For Ubuntu, install the appropriate NVIDIA driver version:

# Install NVIDIA driver (version 525 or later)
sudo apt install nvidia-driver-525 -y

# Reboot the system to load the driver
sudo reboot

After reboot, reconnect to your instance and verify the driver installation:

nvidia-smi

You should see output showing your GPU (NVIDIA L4 for g6 or T4 for g4dn instances).

4.2 Install CUDA Toolkit

# Install NVIDIA CUDA toolkit
sudo apt install nvidia-cuda-toolkit -y

4.3 Install FFmpeg

FFmpeg is required for audio processing:

sudo apt install ffmpeg -y

Verify installation:

ffmpeg -version

Step 5: Set Up Python Environment with Miniconda

Using Conda helps manage dependencies and avoid conflicts.
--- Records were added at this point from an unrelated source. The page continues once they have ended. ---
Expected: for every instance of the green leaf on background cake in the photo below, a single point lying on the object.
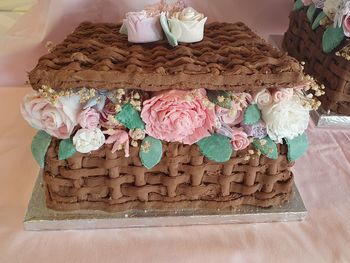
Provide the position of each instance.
(318, 20)
(151, 152)
(170, 37)
(40, 144)
(332, 38)
(130, 117)
(297, 147)
(216, 148)
(267, 147)
(123, 29)
(252, 115)
(220, 97)
(298, 4)
(66, 149)
(311, 11)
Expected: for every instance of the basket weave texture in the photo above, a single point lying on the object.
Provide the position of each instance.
(331, 70)
(183, 179)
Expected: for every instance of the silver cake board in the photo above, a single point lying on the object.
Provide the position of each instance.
(326, 119)
(39, 217)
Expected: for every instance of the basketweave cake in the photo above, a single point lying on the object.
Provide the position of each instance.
(318, 35)
(165, 111)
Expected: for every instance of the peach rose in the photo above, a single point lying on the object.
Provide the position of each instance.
(178, 116)
(239, 139)
(88, 118)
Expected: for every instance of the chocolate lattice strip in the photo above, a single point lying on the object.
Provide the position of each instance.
(183, 179)
(333, 71)
(230, 57)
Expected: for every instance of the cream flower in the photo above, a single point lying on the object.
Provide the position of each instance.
(286, 119)
(87, 140)
(187, 26)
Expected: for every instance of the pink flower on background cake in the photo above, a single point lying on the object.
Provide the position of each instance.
(282, 94)
(178, 116)
(143, 28)
(58, 120)
(239, 139)
(263, 98)
(119, 138)
(88, 118)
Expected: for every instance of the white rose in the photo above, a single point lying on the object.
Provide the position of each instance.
(330, 7)
(263, 98)
(86, 140)
(188, 25)
(286, 119)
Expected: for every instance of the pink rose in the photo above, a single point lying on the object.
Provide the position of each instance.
(142, 27)
(88, 118)
(31, 109)
(58, 120)
(306, 2)
(178, 116)
(239, 139)
(282, 94)
(346, 25)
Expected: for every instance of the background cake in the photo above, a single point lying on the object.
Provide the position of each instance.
(205, 120)
(318, 35)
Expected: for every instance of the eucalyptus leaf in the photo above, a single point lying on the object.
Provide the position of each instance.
(311, 11)
(170, 37)
(318, 19)
(297, 147)
(216, 148)
(130, 117)
(267, 147)
(40, 143)
(220, 97)
(66, 149)
(252, 114)
(298, 4)
(151, 152)
(332, 38)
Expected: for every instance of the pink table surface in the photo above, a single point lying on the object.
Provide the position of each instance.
(323, 178)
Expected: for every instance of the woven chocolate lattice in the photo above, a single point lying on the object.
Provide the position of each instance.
(183, 179)
(333, 71)
(230, 57)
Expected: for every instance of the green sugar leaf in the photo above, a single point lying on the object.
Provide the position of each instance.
(318, 19)
(40, 144)
(252, 115)
(151, 152)
(332, 38)
(311, 11)
(170, 37)
(298, 4)
(66, 149)
(130, 117)
(297, 147)
(216, 148)
(267, 147)
(220, 97)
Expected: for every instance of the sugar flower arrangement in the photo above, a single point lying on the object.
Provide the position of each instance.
(219, 122)
(332, 14)
(177, 22)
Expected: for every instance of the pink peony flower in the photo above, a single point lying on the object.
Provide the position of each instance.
(346, 25)
(58, 120)
(178, 116)
(119, 138)
(88, 118)
(282, 94)
(239, 139)
(142, 27)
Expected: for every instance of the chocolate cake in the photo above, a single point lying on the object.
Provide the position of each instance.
(306, 40)
(162, 127)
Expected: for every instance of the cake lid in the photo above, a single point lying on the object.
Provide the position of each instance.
(230, 57)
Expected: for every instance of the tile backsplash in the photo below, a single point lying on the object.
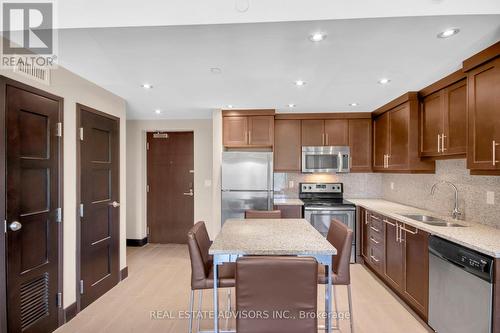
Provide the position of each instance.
(414, 190)
(356, 185)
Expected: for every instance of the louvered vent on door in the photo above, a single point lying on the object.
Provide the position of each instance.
(34, 300)
(37, 73)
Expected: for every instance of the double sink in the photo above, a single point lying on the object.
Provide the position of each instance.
(431, 220)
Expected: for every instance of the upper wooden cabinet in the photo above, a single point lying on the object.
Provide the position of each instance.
(329, 132)
(443, 118)
(396, 135)
(287, 149)
(244, 129)
(360, 142)
(483, 111)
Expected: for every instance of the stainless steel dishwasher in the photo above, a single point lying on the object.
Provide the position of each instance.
(460, 288)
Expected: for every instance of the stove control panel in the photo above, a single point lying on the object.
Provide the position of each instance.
(321, 188)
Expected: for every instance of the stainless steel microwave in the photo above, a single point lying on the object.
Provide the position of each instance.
(332, 159)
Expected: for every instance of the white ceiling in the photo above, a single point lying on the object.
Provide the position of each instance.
(260, 62)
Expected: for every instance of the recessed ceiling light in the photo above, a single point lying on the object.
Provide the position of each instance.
(317, 37)
(448, 33)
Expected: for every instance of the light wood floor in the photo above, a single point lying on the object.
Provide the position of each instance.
(159, 279)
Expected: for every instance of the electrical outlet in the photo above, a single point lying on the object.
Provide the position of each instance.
(490, 197)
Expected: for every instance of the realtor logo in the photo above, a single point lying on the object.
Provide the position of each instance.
(28, 31)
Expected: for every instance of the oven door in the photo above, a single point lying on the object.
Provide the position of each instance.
(320, 219)
(325, 159)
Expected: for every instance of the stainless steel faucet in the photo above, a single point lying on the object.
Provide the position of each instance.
(456, 213)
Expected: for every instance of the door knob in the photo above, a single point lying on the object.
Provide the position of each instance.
(15, 226)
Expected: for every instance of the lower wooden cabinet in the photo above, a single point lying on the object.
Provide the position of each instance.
(399, 255)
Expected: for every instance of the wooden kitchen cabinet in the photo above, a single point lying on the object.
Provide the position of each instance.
(360, 142)
(399, 255)
(416, 269)
(336, 132)
(313, 132)
(287, 146)
(396, 137)
(483, 111)
(444, 120)
(248, 129)
(394, 254)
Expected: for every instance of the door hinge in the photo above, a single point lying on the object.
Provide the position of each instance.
(59, 215)
(59, 129)
(59, 300)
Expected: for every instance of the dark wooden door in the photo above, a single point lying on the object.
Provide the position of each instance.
(171, 191)
(287, 147)
(399, 124)
(432, 120)
(100, 223)
(455, 120)
(336, 132)
(235, 131)
(416, 284)
(33, 199)
(360, 142)
(261, 131)
(483, 97)
(313, 132)
(394, 255)
(380, 140)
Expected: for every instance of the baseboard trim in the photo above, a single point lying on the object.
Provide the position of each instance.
(70, 312)
(137, 242)
(124, 273)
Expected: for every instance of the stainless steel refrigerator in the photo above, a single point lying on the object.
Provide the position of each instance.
(247, 183)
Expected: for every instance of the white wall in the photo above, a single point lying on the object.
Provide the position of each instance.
(137, 166)
(75, 89)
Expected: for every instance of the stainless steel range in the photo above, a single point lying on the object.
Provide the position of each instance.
(324, 202)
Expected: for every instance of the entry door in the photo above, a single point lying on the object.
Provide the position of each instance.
(99, 213)
(33, 149)
(170, 182)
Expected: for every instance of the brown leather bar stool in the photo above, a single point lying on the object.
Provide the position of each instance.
(340, 236)
(202, 268)
(274, 286)
(262, 214)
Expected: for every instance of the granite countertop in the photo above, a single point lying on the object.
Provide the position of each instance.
(283, 201)
(270, 237)
(476, 236)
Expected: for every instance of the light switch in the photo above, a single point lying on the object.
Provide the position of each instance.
(490, 197)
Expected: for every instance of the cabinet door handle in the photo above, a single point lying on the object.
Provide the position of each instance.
(390, 223)
(494, 148)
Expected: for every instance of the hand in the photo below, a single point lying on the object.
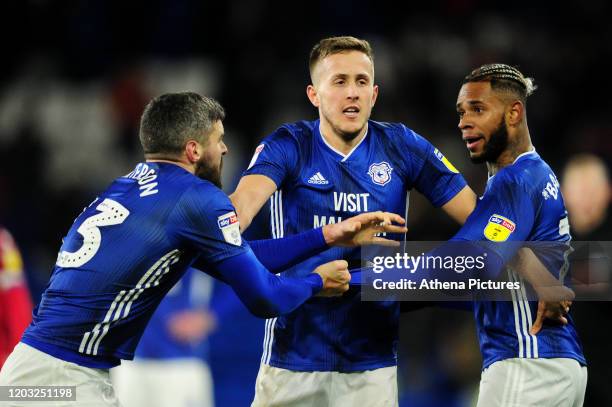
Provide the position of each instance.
(335, 277)
(362, 229)
(555, 311)
(191, 326)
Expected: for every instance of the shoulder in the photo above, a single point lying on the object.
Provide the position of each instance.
(203, 197)
(291, 133)
(529, 174)
(400, 135)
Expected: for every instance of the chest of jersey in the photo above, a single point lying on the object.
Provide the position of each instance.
(327, 190)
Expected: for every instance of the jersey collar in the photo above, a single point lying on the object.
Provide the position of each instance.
(341, 156)
(529, 153)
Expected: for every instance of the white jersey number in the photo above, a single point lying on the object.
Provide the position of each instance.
(112, 213)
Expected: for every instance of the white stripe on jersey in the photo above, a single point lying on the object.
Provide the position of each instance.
(277, 225)
(92, 339)
(522, 320)
(534, 339)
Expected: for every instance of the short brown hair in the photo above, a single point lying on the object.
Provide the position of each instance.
(336, 45)
(170, 120)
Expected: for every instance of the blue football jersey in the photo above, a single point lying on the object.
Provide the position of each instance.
(318, 185)
(521, 203)
(123, 253)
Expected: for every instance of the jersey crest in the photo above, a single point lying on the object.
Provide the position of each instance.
(230, 227)
(499, 228)
(380, 173)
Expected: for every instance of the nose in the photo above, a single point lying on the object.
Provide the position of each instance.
(463, 123)
(352, 92)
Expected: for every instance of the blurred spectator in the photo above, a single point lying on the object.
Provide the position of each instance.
(170, 367)
(15, 302)
(586, 189)
(587, 192)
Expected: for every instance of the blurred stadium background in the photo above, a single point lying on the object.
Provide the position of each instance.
(75, 76)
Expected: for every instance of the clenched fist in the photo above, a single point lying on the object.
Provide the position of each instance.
(336, 278)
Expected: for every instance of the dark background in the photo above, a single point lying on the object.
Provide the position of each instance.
(75, 76)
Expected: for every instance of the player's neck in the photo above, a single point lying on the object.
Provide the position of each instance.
(521, 145)
(339, 143)
(183, 165)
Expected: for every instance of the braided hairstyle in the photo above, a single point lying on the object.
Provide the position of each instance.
(504, 78)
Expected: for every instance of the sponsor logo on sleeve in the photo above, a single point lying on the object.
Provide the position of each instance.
(258, 150)
(499, 228)
(230, 227)
(445, 161)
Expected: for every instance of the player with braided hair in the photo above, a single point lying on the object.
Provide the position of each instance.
(524, 364)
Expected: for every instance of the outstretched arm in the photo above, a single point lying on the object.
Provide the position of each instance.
(268, 295)
(250, 195)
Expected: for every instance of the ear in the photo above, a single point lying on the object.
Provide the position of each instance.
(374, 95)
(313, 96)
(193, 151)
(516, 113)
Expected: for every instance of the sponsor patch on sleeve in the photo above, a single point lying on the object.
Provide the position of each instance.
(258, 150)
(499, 228)
(445, 161)
(230, 227)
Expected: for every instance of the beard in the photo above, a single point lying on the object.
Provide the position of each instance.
(497, 144)
(204, 170)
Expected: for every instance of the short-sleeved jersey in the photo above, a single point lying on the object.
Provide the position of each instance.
(522, 203)
(318, 185)
(122, 255)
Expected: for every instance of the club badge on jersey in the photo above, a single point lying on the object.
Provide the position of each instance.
(499, 228)
(445, 161)
(380, 173)
(230, 227)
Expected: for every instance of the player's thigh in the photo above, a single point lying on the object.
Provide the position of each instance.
(131, 384)
(287, 388)
(372, 388)
(530, 382)
(27, 366)
(161, 383)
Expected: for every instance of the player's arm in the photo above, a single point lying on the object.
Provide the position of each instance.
(461, 205)
(273, 162)
(279, 254)
(250, 195)
(267, 295)
(438, 179)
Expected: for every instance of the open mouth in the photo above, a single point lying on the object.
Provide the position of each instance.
(473, 141)
(351, 111)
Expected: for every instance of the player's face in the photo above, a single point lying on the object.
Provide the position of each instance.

5.1 Download and Install Miniconda

# Download Miniconda installer
wget https://repo.anaconda.com/miniconda/Miniconda3-latest-Linux-x86_64.sh

# Run the installer
bash Miniconda3-latest-Linux-x86_64.sh

Follow the prompts:

Press ENTER to review the license
Type yes to accept
Press ENTER to confirm the installation location
Type yes when asked to initialize Miniconda3

5.2 Initialize Conda

# Initialize conda for bash
/home/ubuntu/miniconda3/bin/conda init

# Reload your shell configuration
source ~/.bashrc

5.3 Accept Conda Terms of Service

# Accept TOS for main channel
conda config --set channel_priority strict
conda config --add channels conda-forge

Step 6: Create and Configure Conda Environment

6.1 Create New Environment

# Create conda environment with Python 3.11
conda create -n parakeet_env python=3.11 -y

# Activate the environment
conda activate parakeet_env

6.2 Install GCC Libraries (Important)

Some dependencies require updated GCC libraries:

# Install GCC libraries via conda
conda install -c conda-forge libgcc-ng libstdcxx-ng -y

Step 7: Install PyTorch and NeMo Toolkit

7.1 Install PyTorch

# Install PyTorch with CUDA support
pip install torch torchvision torchaudio --index-url https://download.pytorch.org/whl/cu118

7.2 Install Core Dependencies

# Install numpy and other core dependencies
pip install numpy packaging Cython

7.3 Install NeMo Toolkit with ASR Support

# Install NeMo toolkit with ASR (Automatic Speech Recognition) support
pip install nemo_toolkit['asr']

This installation includes:

NeMo core framework
ASR-specific modules
FastConformer and TDT decoder components
All necessary dependencies for Parakeet models

Step 8: Verify Installation

8.1 Check GPU Access

Create a test script to verify PyTorch can access the GPU:

python3 << EOF
import torch
print(f"PyTorch version: {torch.__version__}")
print(f"CUDA available: {torch.cuda.is_available()}")
print(f"CUDA version: {torch.version.cuda}")
if torch.cuda.is_available():
    print(f"GPU device: {torch.cuda.get_device_name(0)}")
    print(f"GPU memory: {torch.cuda.get_device_properties(0).total_memory / 1024**3:.2f} GB")
EOF

Expected output:

PyTorch version: 2.x.x
CUDA available: True
CUDA version: 11.8
GPU device: NVIDIA L4 (or NVIDIA T4)
GPU memory: 22.35 GB (or 16.00 GB)

8.2 Verify NeMo Installation

python3 << EOF
import nemo
import nemo.collections.asr as nemo_asr
print(f"NeMo version: {nemo.__version__}")
print("NeMo ASR module loaded successfully!")
EOF

Step 9: Load and Test Parakeet TDT 0.6B v3

9.1 Create Inference Script

Create a file called parakeet_inference.py:

import nemo.collections.asr as nemo_asr
import torch

# Check GPU availability
print(f"CUDA available: {torch.cuda.is_available()}")
if torch.cuda.is_available():
    print(f"Using GPU: {torch.cuda.get_device_name(0)}")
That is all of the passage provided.